Publié le 19 novembre 2015 à 10:50 par LesViolets

Meilleure défense du championnat il y a quatre ans, l’arrière-garde violette est aujourd’hui la pire de Ligue 1. Analyse d’un déclin sur pente raide.

« L’important, ce n’est pas la chute, c’est l’atterrissage. » Si le film La Haine de Mathieu Kassovitz souffle cette année ses 20 bougies, sa citation fétiche semble plus que jamais d’actualité. Partout en France, on récolte les pots cassés de certaines politiques, certaines décisions néfastes à notre avenir commun. Les choix des uns entraînent, dans une immédiateté toute relative, le malheur des autres. Il ne s’agit évidemment pas de faire un parallèle entre la panique qui gagne notre pays et celle qui gangrène  la défense de notre club favori. Cela serait injuste, déplacé. Mais à l’image de nos valeurs universelles, bafouées par la bêtise des uns et la rancœur des autres, l’arrière-garde du TFC est sur le déclin. Voici les 3 causes principales de cette chute, dont l’atterrissage pourrait bien avoir lieu à l’étage inférieur du football français…

Charnière décharnée

Tout d’abord, il est de bon ton de se replonger dans nos fiches de statistiques. Lors de la saison 2011/2012, Toulouse termine à la 8e place du championnat, mais surtout avec la meilleure défense de l’élite (seulement 34 buts encaissés). Dans l’axe, la charnière Congré-Abdennour semble infranchissable, formant un savant mélange d’intelligence et de puissance athlétique. Orphelins de son capitaine la saison suivante, Aymen Abdennour voit débarquer un monstre d’expérience pour lui succéder : Jonathan Zébina. Appelé dans la Ville Rose pour encadrer un groupe jeune et ambitieux (Casanova lui confiera le brassard dès son arrivée), JZ aura finalement passé davantage de temps chez le kiné que sur les pelouses.

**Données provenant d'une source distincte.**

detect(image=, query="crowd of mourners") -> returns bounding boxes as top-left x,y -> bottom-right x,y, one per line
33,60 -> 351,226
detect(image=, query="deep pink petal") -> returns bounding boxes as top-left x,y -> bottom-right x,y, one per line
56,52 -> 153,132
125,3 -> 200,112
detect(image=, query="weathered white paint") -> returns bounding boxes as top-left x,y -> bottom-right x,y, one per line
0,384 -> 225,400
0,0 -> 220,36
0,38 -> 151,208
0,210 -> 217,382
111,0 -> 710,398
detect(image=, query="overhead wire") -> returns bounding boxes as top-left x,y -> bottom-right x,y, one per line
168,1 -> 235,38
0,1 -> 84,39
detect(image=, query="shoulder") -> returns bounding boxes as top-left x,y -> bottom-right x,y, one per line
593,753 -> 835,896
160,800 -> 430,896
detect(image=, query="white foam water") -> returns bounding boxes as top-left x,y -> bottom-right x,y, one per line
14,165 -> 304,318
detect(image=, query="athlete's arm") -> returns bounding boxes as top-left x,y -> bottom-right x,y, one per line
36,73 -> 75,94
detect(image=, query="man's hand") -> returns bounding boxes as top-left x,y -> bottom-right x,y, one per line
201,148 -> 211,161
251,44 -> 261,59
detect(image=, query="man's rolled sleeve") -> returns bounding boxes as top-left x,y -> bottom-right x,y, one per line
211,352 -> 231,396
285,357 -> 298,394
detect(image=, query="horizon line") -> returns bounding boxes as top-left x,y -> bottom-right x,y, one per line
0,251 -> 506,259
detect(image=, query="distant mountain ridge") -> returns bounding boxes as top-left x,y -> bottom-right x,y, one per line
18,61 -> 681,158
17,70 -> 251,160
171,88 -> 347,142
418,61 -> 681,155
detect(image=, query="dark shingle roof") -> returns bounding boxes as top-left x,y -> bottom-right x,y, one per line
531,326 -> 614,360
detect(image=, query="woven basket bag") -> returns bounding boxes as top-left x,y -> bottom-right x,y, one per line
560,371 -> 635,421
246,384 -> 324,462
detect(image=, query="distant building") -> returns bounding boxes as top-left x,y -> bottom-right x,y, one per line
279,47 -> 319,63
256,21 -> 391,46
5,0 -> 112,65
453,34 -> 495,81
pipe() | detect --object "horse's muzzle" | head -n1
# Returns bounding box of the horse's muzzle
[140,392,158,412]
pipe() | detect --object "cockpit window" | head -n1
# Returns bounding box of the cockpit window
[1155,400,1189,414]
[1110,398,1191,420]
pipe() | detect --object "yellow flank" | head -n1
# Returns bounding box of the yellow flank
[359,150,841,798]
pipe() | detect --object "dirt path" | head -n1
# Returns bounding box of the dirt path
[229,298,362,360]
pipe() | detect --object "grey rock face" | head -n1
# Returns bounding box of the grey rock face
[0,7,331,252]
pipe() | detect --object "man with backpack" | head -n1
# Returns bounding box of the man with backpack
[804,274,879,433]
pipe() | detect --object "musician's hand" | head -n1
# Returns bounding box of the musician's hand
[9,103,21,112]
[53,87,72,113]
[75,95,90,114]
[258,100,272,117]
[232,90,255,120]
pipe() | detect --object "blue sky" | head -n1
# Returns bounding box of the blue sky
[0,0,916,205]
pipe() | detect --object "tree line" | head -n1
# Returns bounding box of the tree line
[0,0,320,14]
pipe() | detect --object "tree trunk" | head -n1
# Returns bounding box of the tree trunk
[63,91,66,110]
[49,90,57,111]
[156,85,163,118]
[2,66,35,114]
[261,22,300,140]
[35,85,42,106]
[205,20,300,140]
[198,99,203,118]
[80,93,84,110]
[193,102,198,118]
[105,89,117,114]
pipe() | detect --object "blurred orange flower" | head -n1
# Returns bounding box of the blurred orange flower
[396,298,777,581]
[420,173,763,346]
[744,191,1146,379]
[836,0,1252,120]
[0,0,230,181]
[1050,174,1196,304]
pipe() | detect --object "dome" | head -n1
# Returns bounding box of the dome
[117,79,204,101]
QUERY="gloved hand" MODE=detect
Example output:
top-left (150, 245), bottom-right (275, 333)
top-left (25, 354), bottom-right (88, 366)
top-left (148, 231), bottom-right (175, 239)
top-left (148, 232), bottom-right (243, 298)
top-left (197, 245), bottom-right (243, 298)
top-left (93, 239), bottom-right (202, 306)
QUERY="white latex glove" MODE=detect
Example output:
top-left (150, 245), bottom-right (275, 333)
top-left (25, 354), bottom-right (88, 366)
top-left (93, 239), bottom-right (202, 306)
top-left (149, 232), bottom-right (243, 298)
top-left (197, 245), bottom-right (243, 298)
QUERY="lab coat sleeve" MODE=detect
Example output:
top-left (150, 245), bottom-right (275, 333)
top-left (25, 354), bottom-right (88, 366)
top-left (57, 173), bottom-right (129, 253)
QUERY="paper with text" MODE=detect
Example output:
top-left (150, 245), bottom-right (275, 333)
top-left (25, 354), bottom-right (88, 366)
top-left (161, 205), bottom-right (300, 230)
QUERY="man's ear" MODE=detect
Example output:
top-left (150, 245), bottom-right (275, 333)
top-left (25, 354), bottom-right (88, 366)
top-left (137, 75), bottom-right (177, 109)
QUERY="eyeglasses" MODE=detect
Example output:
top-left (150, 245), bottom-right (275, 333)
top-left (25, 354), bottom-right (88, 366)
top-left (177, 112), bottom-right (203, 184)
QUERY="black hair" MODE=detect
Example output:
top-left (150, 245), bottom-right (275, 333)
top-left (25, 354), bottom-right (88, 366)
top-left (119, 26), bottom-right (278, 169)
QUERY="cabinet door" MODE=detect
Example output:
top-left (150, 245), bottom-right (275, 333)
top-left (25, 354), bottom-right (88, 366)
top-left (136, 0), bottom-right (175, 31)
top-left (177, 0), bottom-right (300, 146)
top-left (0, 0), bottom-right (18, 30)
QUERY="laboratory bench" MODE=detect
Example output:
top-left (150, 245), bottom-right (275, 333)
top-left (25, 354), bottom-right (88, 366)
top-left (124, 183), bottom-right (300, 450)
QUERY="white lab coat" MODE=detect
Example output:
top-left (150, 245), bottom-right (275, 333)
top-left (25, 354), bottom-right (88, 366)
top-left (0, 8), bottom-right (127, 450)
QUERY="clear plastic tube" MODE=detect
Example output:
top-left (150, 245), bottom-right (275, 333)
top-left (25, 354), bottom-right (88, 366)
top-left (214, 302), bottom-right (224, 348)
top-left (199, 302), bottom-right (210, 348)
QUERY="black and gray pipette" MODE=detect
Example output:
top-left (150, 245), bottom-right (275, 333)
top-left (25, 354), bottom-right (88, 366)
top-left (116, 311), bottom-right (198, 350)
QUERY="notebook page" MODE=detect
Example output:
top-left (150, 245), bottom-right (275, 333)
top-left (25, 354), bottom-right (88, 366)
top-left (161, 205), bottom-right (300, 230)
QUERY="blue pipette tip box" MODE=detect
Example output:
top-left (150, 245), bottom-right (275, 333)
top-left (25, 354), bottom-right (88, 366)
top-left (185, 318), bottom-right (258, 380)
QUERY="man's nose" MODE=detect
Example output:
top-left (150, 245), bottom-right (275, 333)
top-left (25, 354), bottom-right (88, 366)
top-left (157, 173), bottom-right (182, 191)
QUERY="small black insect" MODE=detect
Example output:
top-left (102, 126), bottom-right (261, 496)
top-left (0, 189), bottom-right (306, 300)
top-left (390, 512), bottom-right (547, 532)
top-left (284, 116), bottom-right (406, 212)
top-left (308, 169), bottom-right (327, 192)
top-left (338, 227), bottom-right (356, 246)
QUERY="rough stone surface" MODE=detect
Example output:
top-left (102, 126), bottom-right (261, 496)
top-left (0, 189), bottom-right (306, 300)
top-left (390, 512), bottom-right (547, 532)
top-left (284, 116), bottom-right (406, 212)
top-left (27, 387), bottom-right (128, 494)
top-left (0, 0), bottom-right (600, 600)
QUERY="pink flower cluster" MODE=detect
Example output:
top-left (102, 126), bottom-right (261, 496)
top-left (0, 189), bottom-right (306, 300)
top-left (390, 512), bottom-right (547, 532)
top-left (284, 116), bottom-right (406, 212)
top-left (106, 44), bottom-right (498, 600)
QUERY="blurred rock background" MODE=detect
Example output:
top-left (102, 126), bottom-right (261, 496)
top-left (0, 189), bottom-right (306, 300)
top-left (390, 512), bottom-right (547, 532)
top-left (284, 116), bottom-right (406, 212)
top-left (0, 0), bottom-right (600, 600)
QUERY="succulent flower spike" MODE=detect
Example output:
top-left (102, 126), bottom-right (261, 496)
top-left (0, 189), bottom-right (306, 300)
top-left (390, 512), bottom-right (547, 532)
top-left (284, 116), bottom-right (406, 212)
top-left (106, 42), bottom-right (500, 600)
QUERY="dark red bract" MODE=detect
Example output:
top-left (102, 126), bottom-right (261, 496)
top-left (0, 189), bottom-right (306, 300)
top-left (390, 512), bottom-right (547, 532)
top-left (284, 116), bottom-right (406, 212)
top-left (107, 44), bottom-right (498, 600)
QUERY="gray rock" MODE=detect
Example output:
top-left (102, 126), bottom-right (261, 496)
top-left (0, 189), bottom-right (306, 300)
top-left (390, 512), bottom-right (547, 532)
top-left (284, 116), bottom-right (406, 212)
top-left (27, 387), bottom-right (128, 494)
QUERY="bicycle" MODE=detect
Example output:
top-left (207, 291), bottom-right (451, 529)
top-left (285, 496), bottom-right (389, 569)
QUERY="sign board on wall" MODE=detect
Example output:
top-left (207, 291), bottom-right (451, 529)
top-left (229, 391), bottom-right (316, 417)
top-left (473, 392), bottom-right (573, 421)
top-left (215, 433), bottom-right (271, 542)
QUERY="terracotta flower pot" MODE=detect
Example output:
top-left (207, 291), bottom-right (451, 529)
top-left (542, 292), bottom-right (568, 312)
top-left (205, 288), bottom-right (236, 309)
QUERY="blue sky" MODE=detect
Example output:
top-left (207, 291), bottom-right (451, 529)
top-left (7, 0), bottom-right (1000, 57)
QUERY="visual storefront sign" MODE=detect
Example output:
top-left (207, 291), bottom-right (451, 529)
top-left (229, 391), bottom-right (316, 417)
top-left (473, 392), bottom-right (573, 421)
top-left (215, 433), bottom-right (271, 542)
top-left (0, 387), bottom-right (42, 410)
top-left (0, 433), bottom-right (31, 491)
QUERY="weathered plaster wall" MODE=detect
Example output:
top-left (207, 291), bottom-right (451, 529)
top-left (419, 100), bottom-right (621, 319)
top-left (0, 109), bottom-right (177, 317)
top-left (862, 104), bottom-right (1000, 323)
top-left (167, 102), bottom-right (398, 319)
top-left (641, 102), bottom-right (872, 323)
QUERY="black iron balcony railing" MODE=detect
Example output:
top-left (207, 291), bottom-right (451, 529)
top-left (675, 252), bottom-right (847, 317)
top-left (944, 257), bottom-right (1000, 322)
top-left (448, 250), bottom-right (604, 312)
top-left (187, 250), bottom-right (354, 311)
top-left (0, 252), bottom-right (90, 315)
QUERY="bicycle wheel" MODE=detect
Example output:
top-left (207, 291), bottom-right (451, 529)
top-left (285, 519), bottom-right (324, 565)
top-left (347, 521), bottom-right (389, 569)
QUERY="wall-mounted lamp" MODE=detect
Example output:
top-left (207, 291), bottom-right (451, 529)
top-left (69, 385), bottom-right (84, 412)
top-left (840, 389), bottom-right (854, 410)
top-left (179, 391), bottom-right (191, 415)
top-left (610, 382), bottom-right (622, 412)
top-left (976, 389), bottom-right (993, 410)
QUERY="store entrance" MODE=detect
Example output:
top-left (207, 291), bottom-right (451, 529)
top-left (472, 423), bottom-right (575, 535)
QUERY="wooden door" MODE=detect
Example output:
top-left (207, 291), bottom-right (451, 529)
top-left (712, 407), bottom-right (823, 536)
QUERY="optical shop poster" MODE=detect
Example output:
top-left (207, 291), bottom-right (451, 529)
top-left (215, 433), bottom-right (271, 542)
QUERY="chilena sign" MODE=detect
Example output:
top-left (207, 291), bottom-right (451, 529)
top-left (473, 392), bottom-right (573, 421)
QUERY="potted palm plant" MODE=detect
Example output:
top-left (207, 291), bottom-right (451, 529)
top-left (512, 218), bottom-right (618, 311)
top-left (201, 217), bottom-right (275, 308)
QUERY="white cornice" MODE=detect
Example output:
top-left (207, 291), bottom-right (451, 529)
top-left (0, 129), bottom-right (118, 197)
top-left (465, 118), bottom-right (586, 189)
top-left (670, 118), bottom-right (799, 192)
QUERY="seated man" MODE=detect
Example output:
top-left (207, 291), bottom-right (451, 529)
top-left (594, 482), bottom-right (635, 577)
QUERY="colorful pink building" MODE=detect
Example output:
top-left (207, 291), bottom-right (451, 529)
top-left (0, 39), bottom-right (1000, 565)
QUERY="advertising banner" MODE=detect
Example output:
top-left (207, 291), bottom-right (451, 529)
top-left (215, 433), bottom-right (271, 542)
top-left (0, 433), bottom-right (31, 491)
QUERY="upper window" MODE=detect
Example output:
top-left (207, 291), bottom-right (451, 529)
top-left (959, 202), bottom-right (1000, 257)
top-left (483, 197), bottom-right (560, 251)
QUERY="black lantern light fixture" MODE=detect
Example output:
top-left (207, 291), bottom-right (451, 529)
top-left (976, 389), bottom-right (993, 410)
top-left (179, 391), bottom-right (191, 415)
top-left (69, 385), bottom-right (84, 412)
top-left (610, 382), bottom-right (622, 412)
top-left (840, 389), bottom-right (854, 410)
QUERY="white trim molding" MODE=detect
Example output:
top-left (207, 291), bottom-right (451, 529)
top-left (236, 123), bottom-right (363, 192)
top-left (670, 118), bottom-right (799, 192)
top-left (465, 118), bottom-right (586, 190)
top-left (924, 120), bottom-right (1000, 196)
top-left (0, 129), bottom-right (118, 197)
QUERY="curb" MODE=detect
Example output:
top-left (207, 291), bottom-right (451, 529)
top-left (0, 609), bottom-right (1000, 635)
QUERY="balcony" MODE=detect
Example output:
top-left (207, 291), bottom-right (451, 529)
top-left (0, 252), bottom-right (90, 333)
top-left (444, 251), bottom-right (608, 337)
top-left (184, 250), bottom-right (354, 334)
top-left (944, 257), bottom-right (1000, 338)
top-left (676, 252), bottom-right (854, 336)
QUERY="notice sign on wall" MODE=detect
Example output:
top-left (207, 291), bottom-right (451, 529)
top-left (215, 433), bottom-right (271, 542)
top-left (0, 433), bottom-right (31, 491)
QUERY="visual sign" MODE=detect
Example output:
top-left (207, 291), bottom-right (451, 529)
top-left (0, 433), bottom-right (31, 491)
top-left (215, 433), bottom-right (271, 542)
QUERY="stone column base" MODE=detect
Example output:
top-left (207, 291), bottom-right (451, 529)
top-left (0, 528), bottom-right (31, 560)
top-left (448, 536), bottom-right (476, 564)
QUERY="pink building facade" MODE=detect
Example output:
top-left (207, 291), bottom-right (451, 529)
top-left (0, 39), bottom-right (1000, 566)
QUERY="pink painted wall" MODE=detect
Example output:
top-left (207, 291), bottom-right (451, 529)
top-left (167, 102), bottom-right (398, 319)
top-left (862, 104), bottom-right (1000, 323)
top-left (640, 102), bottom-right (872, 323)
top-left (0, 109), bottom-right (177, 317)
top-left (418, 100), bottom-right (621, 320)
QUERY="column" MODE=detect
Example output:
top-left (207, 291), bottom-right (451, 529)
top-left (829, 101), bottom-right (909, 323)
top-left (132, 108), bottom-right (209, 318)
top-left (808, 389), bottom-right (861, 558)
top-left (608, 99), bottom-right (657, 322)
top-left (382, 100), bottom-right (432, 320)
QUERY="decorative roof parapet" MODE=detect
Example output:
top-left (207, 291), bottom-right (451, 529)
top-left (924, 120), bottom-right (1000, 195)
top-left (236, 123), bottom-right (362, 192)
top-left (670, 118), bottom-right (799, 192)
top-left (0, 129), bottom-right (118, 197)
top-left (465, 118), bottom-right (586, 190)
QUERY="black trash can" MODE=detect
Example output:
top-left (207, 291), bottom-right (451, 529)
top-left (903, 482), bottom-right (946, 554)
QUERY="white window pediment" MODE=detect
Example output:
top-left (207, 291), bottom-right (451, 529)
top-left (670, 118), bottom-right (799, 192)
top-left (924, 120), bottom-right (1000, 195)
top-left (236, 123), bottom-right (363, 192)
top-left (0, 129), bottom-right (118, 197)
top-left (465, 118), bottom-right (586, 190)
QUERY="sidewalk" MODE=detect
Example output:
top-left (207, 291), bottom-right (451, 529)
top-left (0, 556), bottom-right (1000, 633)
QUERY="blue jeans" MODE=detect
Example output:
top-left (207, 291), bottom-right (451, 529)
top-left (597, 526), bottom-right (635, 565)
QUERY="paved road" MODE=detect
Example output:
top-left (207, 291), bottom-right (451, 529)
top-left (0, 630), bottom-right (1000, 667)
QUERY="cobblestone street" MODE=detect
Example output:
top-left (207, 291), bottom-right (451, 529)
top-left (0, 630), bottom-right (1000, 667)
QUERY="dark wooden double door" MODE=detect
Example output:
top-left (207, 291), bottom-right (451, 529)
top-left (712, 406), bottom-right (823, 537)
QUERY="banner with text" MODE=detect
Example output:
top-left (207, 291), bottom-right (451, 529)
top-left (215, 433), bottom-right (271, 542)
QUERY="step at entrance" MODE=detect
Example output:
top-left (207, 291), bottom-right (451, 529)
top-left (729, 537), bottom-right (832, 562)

C’est le début d’un grand bricolage dans le chantier de la défense centrale toulousaine. Vont alors se succéder les jeunes qui peinent à confirmer (Yago, Spajic), les erreurs de casting (Grigore, Veskovac) ou un peu des deux (Tisserand). Contacté par nos soins, Louis Gomis, l'ancien défenseur du TéFéCé (1999-2001) pointe du doigt l'instabilité du secteur défensif : « A mon époque, on est descendu à cause, entre autres, du manque de continuité dans l'effectif. Et en défense, avoir des repères, c'est primordial » Depuis le départ d’Abdennour en janvier 2014, la pente est d’autant plus raide et, presque deux ans plus tard, le constat est alarmant : Emmené par Kana-Biyik, Spajic, Yago et Tisserand, la défense des Violets est désormais la pire de Ligue 1 (26 buts encaissés en 13 rencontres).

Système of a down

Si on a longtemps critiqué l’absolutisme d’Alain Casanova, force est de constater que son approche tactique avait des points positifs : Avec son éternel 4-1-4-1, le TFC reposait sur une assise défensive solide. Au lendemain d’une saison 2012/2013 correcte mais pas emballante (10e place, 47 buts encaissés), l’entraîneur au survêtement décide de basculer vers un 3-5-2 résolument porté vers l’offensive. Si ce système permet aux Violets de marquer davantage, il ne permet pas de faire grimper le club au classement et fragilise le secteur défensif, qui devient le 16e plus mauvais de Ligue 1 dès la saison suivante (53 buts contre). Limogé en mars dernier, Coach Casanova laisse à Dominique Arribagé le soin de terminer la saison avec la 19e défense de l’élite (64 buts concédés) et de continuer, en 4-4-2 losange cette fois, à régaler les attaquants adverses.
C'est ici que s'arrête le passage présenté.